My companion then blindfolded me, and I mounted one of the two horses. This blindfolding again I did not much fancy; but caution and discretion seemed now to be my safest cue. When the bushranger had himself mounted, he caught my horse’s rein, and we started. For about a quarter of an hour we pursued the high-road at a quick walk, a jogging, uneasy half-amble, that was anything but a comfortable pace, the uneasiness seeming to be increased by my being blindfolded. Then we suddenly diverged from the highway, and in a little had entered the bush, as I could easily judge from the fall of my horse’s feet on the soft sand-track. I should have mentioned that the night was a very dark one, without either moon or stars.

We rode on for the best part of a couple of hours, very few words passing between us. I knew the time to be about that length afterwards; but in reality it seemed much longer to me, partly, perhaps, from the fact of my being blindfolded; partly, without doubt, from the whole conditions of my ride being in no sense what could be called lively or inspiriting.

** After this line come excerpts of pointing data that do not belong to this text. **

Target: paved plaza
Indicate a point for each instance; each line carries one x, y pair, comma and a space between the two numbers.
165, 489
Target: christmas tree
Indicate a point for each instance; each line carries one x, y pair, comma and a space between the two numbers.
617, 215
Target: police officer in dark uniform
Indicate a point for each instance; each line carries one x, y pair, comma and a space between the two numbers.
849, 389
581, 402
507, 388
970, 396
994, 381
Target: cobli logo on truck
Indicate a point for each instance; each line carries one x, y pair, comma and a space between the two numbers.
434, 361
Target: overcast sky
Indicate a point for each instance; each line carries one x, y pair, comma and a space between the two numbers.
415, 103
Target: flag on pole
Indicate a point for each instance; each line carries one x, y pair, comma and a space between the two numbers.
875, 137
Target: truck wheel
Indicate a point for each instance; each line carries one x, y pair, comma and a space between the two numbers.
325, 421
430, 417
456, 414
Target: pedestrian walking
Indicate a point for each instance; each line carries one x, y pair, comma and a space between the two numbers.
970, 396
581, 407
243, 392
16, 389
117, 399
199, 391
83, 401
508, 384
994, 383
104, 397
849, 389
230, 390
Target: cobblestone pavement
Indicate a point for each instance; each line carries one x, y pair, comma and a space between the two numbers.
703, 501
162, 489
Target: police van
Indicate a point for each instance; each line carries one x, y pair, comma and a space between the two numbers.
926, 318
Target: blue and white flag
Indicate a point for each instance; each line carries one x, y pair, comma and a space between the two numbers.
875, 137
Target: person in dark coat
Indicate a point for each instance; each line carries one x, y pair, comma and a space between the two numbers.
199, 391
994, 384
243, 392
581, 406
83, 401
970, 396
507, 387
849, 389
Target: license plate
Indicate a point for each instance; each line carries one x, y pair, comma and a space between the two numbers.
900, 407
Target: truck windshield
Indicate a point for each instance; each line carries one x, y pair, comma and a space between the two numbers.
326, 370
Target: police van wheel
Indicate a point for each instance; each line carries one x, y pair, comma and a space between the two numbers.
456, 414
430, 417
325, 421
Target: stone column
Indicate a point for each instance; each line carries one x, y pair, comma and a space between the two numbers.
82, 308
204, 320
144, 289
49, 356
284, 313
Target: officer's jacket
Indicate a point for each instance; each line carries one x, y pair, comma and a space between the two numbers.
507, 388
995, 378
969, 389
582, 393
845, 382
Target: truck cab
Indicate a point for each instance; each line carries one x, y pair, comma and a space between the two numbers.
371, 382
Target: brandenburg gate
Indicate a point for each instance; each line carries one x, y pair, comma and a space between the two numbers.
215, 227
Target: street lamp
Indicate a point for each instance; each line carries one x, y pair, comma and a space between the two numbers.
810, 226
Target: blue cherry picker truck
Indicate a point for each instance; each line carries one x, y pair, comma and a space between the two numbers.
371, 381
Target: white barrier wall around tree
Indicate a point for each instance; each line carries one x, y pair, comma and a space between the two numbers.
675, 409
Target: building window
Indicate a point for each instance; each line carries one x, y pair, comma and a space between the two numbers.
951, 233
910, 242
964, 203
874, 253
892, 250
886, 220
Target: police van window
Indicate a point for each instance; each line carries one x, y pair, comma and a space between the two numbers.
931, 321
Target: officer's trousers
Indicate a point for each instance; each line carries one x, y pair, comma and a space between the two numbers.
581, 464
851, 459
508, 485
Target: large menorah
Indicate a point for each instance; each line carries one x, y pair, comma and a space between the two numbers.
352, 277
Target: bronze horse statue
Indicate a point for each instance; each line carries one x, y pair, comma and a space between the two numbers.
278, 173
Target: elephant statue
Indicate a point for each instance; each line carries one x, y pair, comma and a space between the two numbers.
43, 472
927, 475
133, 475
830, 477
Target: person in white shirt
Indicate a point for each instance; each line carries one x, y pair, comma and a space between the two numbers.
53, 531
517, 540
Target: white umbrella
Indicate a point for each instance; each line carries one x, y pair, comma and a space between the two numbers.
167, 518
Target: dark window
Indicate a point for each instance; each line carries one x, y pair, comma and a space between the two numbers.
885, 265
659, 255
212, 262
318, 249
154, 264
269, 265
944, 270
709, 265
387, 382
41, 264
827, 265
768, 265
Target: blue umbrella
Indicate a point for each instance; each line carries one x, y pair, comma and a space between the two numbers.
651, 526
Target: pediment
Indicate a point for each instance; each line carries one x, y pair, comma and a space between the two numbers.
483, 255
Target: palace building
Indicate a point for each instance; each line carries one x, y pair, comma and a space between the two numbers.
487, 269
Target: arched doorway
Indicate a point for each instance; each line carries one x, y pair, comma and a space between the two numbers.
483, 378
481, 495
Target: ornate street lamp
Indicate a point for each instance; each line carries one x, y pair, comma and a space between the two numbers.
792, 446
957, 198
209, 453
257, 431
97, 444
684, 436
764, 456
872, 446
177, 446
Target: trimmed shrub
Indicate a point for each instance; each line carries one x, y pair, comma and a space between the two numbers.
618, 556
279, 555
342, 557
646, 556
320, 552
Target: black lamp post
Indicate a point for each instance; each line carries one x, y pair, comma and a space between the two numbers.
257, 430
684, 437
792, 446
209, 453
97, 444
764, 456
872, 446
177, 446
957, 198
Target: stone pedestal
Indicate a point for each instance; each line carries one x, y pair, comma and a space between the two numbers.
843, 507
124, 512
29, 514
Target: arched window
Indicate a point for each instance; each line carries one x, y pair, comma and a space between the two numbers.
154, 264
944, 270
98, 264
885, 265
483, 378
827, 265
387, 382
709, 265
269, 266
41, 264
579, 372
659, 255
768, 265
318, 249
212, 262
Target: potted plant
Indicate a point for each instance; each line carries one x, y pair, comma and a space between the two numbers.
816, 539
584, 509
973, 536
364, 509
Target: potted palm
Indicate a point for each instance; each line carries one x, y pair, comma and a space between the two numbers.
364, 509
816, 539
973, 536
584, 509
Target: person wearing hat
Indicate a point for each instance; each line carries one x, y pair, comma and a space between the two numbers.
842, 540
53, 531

At the end of two hours, then, my leader suddenly tightened my rein, and we drew up. He bade me descend, which I did, still with the bandage on my eyes. The next moment my friend had removed the handkerchief which he had used for blindfolding me, when a strange sight met my eyes. I was standing in the middle of a small clearing in the heart of the forest. The darkness was lit up by half-a-dozen flaming torches and the light of a small fire, round which five or six men were reclining on the short sparse grass. The man nearest the fire at once caught my attention. He was about the middle height, and of a very active and well-proportioned figure; black-bearded, with particularly bright and alert eyes, and of not an unprepossessing cast of features. A few minutes’ scrutiny of the man confirmed me in my identification of him. He was no other than my correspondent of the past three months—the notorious bushranger who had been harrying the country right and left for nearly two years, levying black-mail on all whom he encountered without the slightest respect to persons or dignities—the redoubtable outlaw, Frank Gardiner. Various portraits of the man were abroad throughout the country, all sufficiently like to enable me to recognise the original, now that he was before me.

All the men, from the leader downwards, were armed to the lips, so to speak; and as the light of the fire and the wavering torches gleamed from the bright steel of the carbines and pistols to the bronzed faces of the highwaymen, tanned almost black by constant exposure to a semi-tropical sun, I could not but be reminded of the old familiar stories of Italian banditti and the old pictures one had seen of the same.

The leader of the gang was the first to speak. “Good-evening, Mr Fellgate; or rather, good-morning. You recognise me, I daresay?”

“Yes; I think I do.”

“From the several flattering portraits of me that are about, eh? I wonder you do recognise me from them, that’s a fact. If ever I catch that blackguard of a photographer who has so abominably burlesqued me in those pictures, I engage to make it lively for him!”